Tell us about where your inspiration for your art come from?
I am interested in how space affects us – so I spend a lot of time outside looking at all forms of water, skies, clouds, trees, and light. I am trying to better understand and expand in my pieces how different interior and exterior spaces affect us.
Do you have a specific “beat” you like best – nature, food, profiles etc?
I was a naturalist and teacher for almost 12 years, taking students of all ages on field trips to explore, observe and make connections. This has led me to believe that what we notice is the starting point for being affected by something. I seek to create environments where an individual can enter into and have their own experience based on what they notice and their own unique history and set of associations
Do you have one piece of art that means more to you, or is extremely special to you?
I have a had a piece in my studio for a few years that I continue to refine and experiment with that people can either walk thru or lie under. I still LOVE doing this for hours alone or in groups as I experience how people respond to the process of taking time to slow down and notice details. I believe we all have innate talent to notice and imagine but we get distracted and overwhelmed by too much stimulus and input.
What experiences in your life have affected your art the most?
Having my first playground be at my grandmothers house where I could ramble safely and unaccompanied thru various indoor and outdoor ecosystems: a barn, various sheds, a greenhouse, an attic, surrounding woods, extensive gardens and wild fields. Making time for an annual 2 – 3 week walking project which reinforces my experience how much we are affected by space and by what we notice and gives me plenty of “in between” time to consider ideas that I want to develop. Finding a studio space where I can both experiment & see the results develop over time. AND finding in the studio building a community of others who are making their living making things. It is challenging to do what one has never done. Support makes all the difference! d) Becoming a naturalist as my adult job and spending a majority of my time outdoors. All of this has combined into my interest in creating work that expands this experience of how certain outdoor and indoor spaces and light affect us.
If we want to see more of your work where should we go to find?
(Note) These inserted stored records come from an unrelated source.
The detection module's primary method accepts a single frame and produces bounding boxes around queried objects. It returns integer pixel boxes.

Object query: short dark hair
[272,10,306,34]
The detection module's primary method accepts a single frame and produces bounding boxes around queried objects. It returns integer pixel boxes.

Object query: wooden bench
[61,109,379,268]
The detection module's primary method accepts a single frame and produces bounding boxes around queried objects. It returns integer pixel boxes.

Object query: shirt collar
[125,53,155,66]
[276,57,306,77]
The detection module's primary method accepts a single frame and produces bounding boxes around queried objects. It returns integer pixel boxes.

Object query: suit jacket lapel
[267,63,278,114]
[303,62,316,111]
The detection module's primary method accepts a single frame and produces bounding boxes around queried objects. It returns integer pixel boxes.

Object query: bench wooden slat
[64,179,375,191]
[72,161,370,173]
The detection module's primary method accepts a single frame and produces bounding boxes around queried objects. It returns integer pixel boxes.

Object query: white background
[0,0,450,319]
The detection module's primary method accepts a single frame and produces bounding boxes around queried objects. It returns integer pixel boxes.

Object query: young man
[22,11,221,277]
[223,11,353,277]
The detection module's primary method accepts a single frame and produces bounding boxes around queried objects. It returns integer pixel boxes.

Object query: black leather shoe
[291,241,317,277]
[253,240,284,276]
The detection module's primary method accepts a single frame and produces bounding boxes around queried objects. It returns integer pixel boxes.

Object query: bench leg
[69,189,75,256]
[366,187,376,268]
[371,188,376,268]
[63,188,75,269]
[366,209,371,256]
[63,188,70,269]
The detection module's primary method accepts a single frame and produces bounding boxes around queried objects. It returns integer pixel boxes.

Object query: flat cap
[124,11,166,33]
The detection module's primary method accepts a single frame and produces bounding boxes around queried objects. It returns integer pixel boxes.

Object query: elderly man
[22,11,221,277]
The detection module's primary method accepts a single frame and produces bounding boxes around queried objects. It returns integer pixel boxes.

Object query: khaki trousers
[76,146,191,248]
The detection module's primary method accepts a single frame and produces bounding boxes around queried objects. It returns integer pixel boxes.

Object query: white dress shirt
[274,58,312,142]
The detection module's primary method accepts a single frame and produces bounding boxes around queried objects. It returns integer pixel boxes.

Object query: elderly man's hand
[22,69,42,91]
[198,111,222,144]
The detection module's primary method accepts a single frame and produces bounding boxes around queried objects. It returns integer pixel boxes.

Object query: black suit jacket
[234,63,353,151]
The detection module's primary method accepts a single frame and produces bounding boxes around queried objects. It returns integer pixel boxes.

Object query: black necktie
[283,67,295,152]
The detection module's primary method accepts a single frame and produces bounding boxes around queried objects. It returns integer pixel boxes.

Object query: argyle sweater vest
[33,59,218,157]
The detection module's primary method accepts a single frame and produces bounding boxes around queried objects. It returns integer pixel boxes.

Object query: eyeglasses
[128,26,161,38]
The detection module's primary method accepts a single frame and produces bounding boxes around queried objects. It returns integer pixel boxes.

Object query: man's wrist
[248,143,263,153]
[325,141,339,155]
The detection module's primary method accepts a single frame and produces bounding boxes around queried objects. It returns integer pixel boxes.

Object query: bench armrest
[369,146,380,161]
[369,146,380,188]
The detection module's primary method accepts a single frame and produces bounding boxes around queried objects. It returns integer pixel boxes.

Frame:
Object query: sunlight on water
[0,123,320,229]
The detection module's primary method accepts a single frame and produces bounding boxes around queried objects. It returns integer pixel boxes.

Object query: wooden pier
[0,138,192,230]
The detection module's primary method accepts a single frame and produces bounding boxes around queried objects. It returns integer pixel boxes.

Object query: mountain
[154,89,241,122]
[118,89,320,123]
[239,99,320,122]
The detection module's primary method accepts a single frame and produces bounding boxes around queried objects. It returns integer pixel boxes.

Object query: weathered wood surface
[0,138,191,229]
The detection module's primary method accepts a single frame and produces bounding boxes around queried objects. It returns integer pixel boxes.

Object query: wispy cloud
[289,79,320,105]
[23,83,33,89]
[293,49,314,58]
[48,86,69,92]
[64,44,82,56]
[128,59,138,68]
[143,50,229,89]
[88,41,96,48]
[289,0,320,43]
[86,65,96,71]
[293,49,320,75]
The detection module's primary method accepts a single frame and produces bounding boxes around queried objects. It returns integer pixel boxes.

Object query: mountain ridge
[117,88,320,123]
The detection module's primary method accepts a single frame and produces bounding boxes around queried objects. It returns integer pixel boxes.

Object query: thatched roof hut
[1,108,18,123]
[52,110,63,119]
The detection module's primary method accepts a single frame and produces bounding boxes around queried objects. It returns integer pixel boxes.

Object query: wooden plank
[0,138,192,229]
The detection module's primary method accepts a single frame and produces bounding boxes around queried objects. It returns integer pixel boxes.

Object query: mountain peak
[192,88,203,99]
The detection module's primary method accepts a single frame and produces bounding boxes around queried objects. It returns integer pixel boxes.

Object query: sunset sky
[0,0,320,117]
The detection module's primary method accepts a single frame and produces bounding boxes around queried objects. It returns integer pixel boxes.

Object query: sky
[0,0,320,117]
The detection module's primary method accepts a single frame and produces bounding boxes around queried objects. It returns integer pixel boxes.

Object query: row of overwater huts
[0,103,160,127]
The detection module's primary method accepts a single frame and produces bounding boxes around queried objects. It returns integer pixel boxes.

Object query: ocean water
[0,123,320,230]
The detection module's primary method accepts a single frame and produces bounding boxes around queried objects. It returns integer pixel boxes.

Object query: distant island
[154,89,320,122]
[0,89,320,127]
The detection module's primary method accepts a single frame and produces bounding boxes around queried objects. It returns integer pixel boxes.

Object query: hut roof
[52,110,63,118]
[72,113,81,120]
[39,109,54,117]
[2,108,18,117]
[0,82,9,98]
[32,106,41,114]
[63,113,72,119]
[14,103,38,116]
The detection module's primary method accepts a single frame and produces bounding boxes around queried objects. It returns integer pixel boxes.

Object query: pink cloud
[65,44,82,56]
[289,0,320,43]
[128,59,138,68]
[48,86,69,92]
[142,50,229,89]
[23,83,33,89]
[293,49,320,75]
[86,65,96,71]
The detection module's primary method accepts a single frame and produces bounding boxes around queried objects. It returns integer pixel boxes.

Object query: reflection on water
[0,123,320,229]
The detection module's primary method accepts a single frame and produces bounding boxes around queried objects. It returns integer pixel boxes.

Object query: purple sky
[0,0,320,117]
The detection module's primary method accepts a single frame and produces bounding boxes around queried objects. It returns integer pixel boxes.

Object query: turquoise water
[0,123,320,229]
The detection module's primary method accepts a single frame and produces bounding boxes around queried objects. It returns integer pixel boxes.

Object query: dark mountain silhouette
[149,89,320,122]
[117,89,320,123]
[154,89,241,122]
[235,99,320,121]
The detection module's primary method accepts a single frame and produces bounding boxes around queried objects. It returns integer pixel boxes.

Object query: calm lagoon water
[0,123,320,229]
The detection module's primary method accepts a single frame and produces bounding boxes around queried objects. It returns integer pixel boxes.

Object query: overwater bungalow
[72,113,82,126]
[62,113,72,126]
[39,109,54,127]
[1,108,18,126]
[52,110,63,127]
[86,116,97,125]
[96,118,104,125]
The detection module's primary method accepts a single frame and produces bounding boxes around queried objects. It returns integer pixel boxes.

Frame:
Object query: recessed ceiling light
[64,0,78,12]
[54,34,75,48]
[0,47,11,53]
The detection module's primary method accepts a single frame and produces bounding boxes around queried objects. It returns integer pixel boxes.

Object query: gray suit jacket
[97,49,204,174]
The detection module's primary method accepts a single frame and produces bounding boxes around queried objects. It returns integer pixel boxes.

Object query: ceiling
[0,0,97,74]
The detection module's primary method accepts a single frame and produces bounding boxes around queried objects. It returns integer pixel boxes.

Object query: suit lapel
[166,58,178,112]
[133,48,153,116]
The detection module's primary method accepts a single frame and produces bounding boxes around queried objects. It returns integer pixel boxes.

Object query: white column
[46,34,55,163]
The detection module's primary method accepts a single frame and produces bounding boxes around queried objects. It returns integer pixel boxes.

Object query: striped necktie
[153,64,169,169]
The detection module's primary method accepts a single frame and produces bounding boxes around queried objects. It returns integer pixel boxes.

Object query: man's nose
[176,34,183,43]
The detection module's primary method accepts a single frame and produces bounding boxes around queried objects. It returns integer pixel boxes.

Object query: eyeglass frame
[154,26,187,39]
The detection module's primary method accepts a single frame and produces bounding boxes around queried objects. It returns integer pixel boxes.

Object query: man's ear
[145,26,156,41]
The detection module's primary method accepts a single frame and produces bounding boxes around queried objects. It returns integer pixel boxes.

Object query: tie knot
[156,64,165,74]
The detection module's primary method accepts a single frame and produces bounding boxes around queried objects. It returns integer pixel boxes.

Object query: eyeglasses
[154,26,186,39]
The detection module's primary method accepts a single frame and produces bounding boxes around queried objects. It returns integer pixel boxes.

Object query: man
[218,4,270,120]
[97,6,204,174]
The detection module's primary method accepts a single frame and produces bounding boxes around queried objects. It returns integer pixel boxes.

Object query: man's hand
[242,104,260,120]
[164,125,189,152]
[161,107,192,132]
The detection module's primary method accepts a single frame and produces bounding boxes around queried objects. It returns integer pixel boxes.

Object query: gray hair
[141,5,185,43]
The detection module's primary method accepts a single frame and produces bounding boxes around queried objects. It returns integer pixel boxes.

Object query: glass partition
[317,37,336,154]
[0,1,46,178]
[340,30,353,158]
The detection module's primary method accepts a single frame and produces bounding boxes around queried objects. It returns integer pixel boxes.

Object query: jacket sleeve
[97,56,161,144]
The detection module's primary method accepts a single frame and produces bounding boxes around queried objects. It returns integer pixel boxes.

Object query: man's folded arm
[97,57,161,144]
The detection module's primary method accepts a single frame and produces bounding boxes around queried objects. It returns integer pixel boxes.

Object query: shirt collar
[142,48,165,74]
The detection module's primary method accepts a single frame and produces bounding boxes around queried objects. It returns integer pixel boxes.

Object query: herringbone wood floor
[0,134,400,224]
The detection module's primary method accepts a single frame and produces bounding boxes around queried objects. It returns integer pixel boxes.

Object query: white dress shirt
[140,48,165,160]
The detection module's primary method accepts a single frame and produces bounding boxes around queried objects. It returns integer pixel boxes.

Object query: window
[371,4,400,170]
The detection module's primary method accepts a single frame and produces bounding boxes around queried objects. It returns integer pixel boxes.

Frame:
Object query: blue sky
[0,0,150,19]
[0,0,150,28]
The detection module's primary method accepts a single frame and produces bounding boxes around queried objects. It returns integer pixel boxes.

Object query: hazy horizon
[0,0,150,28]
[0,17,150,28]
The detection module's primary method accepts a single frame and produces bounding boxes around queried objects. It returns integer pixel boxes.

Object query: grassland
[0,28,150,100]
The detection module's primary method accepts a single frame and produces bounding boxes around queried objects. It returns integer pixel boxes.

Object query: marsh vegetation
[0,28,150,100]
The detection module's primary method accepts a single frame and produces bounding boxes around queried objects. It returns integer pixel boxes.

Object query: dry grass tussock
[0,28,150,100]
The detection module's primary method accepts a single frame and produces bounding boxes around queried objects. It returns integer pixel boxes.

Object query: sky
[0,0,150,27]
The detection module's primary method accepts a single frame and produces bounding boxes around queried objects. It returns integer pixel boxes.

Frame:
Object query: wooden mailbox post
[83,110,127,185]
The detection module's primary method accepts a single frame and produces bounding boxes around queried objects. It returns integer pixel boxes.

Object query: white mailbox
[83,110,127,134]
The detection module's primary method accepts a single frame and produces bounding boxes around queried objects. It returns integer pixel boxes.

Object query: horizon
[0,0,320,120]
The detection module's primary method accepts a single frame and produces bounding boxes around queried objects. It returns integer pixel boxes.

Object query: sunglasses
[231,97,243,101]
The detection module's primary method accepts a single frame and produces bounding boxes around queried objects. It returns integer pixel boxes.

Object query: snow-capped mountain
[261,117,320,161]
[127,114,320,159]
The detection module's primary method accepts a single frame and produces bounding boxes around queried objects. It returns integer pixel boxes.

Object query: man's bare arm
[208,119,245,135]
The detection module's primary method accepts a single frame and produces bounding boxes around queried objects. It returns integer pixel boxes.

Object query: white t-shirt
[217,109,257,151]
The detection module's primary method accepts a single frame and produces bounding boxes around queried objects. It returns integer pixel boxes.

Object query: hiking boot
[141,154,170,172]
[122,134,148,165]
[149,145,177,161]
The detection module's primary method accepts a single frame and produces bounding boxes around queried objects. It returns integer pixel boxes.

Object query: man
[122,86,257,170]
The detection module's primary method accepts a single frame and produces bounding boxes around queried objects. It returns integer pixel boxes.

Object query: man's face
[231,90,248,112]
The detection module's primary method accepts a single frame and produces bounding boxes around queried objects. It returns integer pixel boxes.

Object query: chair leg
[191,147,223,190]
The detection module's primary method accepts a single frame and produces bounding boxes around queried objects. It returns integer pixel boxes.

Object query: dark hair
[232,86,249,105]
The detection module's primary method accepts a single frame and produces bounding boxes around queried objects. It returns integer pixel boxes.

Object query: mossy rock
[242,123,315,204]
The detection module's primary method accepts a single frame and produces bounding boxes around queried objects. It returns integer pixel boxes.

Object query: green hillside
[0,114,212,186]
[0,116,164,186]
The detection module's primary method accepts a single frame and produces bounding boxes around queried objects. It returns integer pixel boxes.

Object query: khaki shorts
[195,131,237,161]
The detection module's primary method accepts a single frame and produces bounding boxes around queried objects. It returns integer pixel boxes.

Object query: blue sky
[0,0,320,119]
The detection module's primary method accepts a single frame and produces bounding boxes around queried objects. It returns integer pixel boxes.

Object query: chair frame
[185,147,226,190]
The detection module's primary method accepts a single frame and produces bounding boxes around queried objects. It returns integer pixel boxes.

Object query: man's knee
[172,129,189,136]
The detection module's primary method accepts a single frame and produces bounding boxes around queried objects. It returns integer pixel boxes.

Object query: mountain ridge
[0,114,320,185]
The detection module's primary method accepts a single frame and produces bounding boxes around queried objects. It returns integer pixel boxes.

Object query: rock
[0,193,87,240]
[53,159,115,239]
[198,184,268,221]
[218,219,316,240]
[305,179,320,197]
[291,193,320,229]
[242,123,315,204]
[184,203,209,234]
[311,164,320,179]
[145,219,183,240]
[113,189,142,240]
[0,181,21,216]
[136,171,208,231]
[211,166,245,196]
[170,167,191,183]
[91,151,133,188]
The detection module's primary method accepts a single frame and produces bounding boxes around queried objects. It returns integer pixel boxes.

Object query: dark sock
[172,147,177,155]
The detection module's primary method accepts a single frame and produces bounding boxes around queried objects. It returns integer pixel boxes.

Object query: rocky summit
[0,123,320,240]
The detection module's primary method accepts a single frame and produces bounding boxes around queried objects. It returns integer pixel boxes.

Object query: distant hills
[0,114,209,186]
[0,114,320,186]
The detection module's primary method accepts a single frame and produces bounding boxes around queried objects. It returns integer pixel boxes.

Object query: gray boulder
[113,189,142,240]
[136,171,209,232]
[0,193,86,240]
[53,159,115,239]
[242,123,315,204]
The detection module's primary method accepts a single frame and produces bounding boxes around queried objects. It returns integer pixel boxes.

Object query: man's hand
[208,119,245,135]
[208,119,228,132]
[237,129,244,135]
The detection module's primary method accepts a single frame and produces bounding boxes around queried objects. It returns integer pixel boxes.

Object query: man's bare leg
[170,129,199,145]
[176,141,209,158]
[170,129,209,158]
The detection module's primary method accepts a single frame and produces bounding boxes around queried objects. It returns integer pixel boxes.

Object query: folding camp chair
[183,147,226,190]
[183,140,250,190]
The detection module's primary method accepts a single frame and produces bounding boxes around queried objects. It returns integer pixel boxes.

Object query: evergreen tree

Come visit me at my studio at Equinox Studios @ 6555 5th Ave S (studio #302) I am part of Georgetown’s Art Attack the 2nd Saturday of each month – The next event I will be participating in is Feb 10th, 6 - 9pm. Click here to visit my website.
What is next for you? Anything you’re working on right now that you’re really excited about?
I am working on developing a project idea that incorporates projecting images into a wooden installation that would be installed in a retirement facilities and involves connecting residents with the larger world through images and memory. Other potential projects: a set for a touring hip hop opera and a permanent installation in an autistic school.
What I’d LOVE to do is set up a permanent installation where people could go linger, to recharge, with a piece they could lie under, comfortably. I could see this in a hospital, a workplace, places where we feel many things and look to rebalance, refresh, understand things from a different place. I have yet to find such a place…
Lastly, how do you take your coffee? We ask everyone!
Strong and with a tiny bit of cream.